Would a reaction occur if a piece of #Sn# metal were placed in a #ZnSO_4# solution?

1 Answer
Dec 20, 2016

Yes. There would be a spontaneous redox (oxidation-reduction) reaction between the #Sn# metal and the #Zn^(2+)# ion, given by:

#Sn^(2+) + Zn rarr Sn + Zn^(2+)#

Explanation:

You will have to consult a list of reduction potentials that includes the following two half-reactions:

#Zn^(2+) + 2e^(-) rarr Zn# #E° = -0.76 V#

#Sn^(2+) + 2e^(-) rarr Sn# #E° = -0.14 V#

There is a list here: http://chem.libretexts.org/Core/Analytical_Chemistry/Electrochemistry/Redox_Chemistry/Standard_Reduction_Potential

We are considering that one (and only one) of two possible reactions will occur.
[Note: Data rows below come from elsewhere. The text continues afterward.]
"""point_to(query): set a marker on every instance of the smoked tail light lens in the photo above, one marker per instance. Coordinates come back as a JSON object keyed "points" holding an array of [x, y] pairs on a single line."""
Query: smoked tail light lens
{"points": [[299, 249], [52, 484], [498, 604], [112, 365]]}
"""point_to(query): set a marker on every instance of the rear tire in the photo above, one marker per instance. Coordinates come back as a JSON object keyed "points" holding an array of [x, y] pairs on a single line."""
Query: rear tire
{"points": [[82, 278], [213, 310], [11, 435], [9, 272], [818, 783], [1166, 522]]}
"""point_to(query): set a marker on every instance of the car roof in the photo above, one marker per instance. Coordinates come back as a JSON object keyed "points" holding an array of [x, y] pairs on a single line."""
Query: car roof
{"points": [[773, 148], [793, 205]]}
Either zinc ion will reduce (the top half-reaction), accompanied by oxidation of tin metal (the reverse of the lower half-reaction), or exactly the reverse will be true - tin ion will reduce (the lower half reaction) accompanied by the oxidation of zinc metal (the reverse of the upper half-reaction)

To determine which is the actual reaction, we note that the following equation must yield a positive result:

E°(reduction) - E°(oxidation) = E°(net)

We get a positive result for the subtraction

#-0.14 - (-0.76) = 0.62 V#

which means that the Sn half-reaction must be the reduction in this system, and the Zn half-reaction furnishes the oxidation.

The actual half-reactions occurring are:

#Sn^(2+) + 2e^(-) rarr Sn#

#Zn rarr Zn^(2+) + 2e^(-)#

To find the overall reaction, add the two halves (after cancelling the electrons):

#Sn^(2+) + Zn rarr Sn + Zn^(2+)#

The sulfate ion is merely a spectator in this situation.